Ce modèle a l’avantage de prendre en compte les différents types de jeux vidéo. Il a par rapport aux listes de besoins psychologiques une meilleure granularité, car il prend en compte les différents types de jeux vidéo. Par exemple, le besoin d’autonomie est plus facilement satisfait dans un jeu BAC A SABLE puisque la caractéristique de ces jeux est de modifier l’environnement à l’aide de quelques outils, tandis que le besoin de compétence sera plus facilement satisfait par les flux de feedback et les tableaux de résultats des JEUX d’ARCADE. Enfin, les guildes et les canaux de discussion qui sont associés au MMORPG permettent de vivre tout l’éventail de la vie sociale

Shoshannah Tekofsky s’appuie sur un modèle biologique selon lequel chaque individu doit survivre, procréer et prendre soin de sa descendance pour construire un arbre des motivations des joueurs. De la même façon que les organismes vivants sont en compétition pour la survie du plus adapté, les joueurs sont plongés dans un environnement plein de challenges et de défis. Dans ce modèle, lorsque les besoins psychologiques sont satisfaits, le joueur est récompensé par un sentiment de réussite, par la reconnaissance de ses pairs, out simplement par la satisfaction d’avoir fait quelque chose de valable. Le sentiment de réussite est obtenu lorsque le joueur réussit quelque chose. Cette réussite peut impliquer la coopération, la compétition ou de faire quelque chose de dangereux. La reconnaissance est obtenue par le soin donné aux autres, la compétition ou la coopération. Enfin, la satisfaction correspond au plaisir de prendre soin des autres, la coopération et la gestion du danger

OLSON (2010) s’est appuyée sur la méthode du questionnaire pour mettre en avant les motivations des jeunes joueurs. Elle montre que les motivations à jouer aux jeux vidéo sont sociales, émotionnelles, intellectuelles et expressives. Le jeu vidéo est d’abord une occasion de lier des liens ou de prolonger des liens existants par des discussions et des apprentissages. La seconde grande motivation à jouer est émotionnelle.
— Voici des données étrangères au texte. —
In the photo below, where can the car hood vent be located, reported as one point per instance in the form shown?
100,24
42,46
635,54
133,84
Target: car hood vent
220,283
Le jeu vidéo est une occasion d’évacuer de la colère, d’oublier les problèmes du quotidien ou de vivre ce particulier qu’est le FLOW. Enfin, les motivations intellectuelles et expressions renvoient au challenge et à la maîtrise, à la créativité, au jeu avec différente identité, et à la curiosité, la découverte et l’apprentissage. 

Ce travail permet de comprendre que les motivations des joueurs ne sont pas définies une fois pour toutes. Il apporte un peu de souplesse au modèle de BARTLE qui laissait penser qu’un joueur appartenait à jamais à une catégorie. En fait, les motivations des joueurs varient en fonction de l’humeur du moment, de l’environnement, de la personnalité de la personne et de son niveau de développement.